The specific terms had not been set out in the contract. That is, there were no predefined rules. This is the horror.
Everybody ultimately gets theirs in this tale. What makes this justice uncomfortable is that it's not clear who is meting it out. The first wave of spiders killed indiscriminately, chaotically. But the Christine-spider strikes those villagers who were implicated in striking the bargain. She kills Hans von Stoffeln and his knights. But she spares those castle servants who had treated the peasants rightly. Is this Christine's justice, then? Or God's? If so, how could it come from what was implanted by the devil? And clearly it still sought an unbaptized child by which to fulfill the obligation. Is it God or the devil who demands a sacrifice?

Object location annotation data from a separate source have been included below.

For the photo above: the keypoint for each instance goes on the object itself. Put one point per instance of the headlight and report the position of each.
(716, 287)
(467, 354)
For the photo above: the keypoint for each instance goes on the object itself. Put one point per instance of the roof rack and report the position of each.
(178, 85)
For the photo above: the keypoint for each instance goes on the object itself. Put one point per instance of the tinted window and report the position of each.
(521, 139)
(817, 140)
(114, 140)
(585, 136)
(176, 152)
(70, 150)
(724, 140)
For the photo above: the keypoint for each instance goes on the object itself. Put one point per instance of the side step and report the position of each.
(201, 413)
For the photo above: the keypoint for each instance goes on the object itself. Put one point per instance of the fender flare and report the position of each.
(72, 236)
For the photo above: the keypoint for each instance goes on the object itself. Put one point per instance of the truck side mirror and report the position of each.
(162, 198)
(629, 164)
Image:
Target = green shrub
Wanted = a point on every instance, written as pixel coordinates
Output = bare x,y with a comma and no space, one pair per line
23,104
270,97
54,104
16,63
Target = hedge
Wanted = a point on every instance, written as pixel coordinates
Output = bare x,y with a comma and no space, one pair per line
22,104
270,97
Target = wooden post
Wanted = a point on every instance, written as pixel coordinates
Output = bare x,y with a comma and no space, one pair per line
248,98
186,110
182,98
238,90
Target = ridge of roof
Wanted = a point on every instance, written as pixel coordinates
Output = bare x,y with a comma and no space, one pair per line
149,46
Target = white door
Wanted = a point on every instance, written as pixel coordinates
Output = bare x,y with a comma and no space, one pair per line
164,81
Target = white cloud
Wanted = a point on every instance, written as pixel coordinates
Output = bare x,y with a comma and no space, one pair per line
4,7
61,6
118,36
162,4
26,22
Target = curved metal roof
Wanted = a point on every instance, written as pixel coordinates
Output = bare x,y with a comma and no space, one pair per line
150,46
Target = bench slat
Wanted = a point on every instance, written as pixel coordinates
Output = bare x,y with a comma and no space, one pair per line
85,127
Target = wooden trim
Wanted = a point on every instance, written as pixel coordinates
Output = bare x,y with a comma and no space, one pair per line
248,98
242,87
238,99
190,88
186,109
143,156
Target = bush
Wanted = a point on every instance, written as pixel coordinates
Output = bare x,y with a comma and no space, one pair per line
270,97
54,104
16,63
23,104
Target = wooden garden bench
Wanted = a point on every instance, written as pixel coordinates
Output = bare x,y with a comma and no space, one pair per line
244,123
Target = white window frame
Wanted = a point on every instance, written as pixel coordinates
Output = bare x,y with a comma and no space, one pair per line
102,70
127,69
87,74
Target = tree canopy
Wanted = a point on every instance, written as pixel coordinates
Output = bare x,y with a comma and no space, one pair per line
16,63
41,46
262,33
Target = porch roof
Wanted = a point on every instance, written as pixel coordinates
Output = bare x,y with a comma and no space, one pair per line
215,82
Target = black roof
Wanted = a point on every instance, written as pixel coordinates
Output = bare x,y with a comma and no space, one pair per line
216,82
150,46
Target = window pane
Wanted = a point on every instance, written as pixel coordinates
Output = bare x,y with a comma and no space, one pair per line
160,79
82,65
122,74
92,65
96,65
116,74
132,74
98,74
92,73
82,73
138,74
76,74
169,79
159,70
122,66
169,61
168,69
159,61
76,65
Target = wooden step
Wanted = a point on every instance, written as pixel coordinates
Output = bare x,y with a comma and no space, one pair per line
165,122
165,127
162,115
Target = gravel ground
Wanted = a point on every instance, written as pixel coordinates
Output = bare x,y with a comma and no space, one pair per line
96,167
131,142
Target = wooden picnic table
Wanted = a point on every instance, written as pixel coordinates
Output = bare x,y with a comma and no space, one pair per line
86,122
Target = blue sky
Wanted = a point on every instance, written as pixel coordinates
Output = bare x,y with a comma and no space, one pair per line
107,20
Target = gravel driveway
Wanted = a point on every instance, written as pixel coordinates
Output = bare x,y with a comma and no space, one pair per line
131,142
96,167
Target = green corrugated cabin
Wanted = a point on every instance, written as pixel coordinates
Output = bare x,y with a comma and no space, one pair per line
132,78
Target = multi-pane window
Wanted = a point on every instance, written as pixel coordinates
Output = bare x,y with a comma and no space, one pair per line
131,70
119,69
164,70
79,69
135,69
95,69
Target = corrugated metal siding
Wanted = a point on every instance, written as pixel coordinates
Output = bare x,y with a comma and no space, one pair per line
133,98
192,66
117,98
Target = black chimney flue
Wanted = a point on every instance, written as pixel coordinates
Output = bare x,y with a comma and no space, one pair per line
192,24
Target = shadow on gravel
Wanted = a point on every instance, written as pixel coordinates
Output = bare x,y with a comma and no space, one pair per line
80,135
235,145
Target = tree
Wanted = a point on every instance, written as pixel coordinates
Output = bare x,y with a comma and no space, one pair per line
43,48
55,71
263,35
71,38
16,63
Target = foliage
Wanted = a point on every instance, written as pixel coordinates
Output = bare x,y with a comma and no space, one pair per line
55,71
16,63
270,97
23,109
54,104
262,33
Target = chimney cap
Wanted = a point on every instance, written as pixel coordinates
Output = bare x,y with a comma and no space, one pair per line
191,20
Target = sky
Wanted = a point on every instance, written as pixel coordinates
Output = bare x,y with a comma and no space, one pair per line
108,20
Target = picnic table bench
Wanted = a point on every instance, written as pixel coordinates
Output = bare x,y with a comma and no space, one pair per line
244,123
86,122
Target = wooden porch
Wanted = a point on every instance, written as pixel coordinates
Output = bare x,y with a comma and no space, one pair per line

Premonitions of a dreadful future rose before them, but not one had the courage to put a stop to things; their fear of the devil's plagues was stronger than their fear of God.
A story within a story
This novella has excellent pacing, making it feel much fuller than its 108 pages. When once I thought the story was coming to a head, it took another turn to keep me on the edge of my seat.
Also because the internal story has two parts within a frame story, it is enriched by the sense that it spans time. The frame story's present day seems to be in danger of falling into gluttony and sloth, thus making the hardships of the original peasants all the more poignant.
Unusually, this new edition from NYRB Classics translated by Susan Bernofsky has no introduction or afterword, no supplemental information of any kind. And if ever a story wanted some context, this Swiss horror classic from 1842 does.